I dunno. I live alone, so a little background noise is nice once in a while:

WEST LAFAYETTE, Ind., Dec. 12 (UPI) -- A U.S. researcher says television makes it too easy for people to tune out family and friends during the holidays.

Glen Sparks, a communications professor at Indiana's Purdue University, says television creates so much background noise that it can be difficult to really hear what people are trying to say.

I also leave the TV on sometimes to keep my cats company if I'm going to be gone for more than half a day. I put it on the BBC-America channel for them, but then they started acting a little snooty, so now they get the Hallmark channel.

Comments

Bob G.
Thu, 12/14/2006 - 6:18am

We do the same thing...leave the TV or the classical music on for the cats...doesn't help their "cattitudes" one darn bit, though.
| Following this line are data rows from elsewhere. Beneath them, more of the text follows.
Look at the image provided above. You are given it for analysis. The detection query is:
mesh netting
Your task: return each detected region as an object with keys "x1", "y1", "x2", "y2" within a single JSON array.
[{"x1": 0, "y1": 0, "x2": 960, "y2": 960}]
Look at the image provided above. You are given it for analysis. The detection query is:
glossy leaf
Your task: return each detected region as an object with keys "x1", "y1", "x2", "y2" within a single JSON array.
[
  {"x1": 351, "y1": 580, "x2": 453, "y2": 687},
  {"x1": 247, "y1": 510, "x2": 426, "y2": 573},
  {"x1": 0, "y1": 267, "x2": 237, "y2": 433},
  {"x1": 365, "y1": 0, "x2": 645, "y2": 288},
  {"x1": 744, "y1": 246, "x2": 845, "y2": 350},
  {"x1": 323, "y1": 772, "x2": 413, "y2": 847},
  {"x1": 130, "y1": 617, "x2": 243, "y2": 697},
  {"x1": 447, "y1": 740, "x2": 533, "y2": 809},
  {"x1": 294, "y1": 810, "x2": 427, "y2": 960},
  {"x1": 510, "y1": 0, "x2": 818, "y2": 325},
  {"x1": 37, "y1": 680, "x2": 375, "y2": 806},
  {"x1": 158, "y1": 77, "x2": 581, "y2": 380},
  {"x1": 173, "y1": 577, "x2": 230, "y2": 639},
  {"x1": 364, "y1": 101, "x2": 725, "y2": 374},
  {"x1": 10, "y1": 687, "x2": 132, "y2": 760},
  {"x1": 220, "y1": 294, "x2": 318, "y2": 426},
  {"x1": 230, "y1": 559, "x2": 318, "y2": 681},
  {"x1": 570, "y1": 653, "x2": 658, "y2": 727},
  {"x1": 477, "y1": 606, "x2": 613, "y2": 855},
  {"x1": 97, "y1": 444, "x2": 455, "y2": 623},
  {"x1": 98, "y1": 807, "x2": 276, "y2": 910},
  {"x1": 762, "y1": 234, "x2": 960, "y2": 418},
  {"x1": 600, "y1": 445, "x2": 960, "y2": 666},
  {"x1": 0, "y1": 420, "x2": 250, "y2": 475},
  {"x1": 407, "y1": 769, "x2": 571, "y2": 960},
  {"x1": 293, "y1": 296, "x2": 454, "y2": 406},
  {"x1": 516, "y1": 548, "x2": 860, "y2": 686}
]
But I agree that background noise is OK (since we really can't avoid it much)...it's when all these LOW-FLYING MD-11 cargo haulers coming into FWIA try to "trim our trees", or those obnoxious BOOMCAR thumpers shake the fillings from one's teeth that SERIOUS noise issues need to be addressed...

Maybe THAT'S why the cats are the way they are at my house...it's the "lack of respect" thing from both the neighborhood ground dwellers as well as the cargo pilots.

And the cats are picking up on that bigtime!

;)

B.G.

Larry Morris
Thu, 12/14/2006 - 1:41pm

I was getting ready to respond to this post, but then lost my tran of thought - the news is on all the time in my office - is that a problem ?

Steve Towsley
Thu, 12/14/2006 - 3:44pm

This is relevant to me because some years ago I expressed to my parents my sincere interest in worthwhile conversation during family get-togethers, and my personal distaste (an involuntary reaction these days) for loud television precluding conversation at the party.

In some alternate American dimension this should be a no-brainer. I can't say that I find it so where we are.

I'm not a radical on the subject of TV; I watch a lot of it -- honest -- but if you pay attention to the dynamics of these family gatherings long enough, you see a pattern.

There are times when half the party attendees would have been better off staying home, since all we see of them after the meal is the backs of their heads as they jump up and down while scooting closer and closer in their chairs to whatever ball game dominates the boob tube. It doesn't have to be a favorite team, a key game, a critical moment in history or a Superbowl. It only has to be, well, a game on television.

That's too easy. I don't buy it as sports fandom. I think it's social laziness.

If you think turning off the TV for the adults for most of your next family holiday get-together is a shocking and anti-American party-killer of a suggestion -- don't blame me. They didn't all get that way because of me.

But I do recommend, for those with the courage, that you try placing the television out of center stage, at the very least.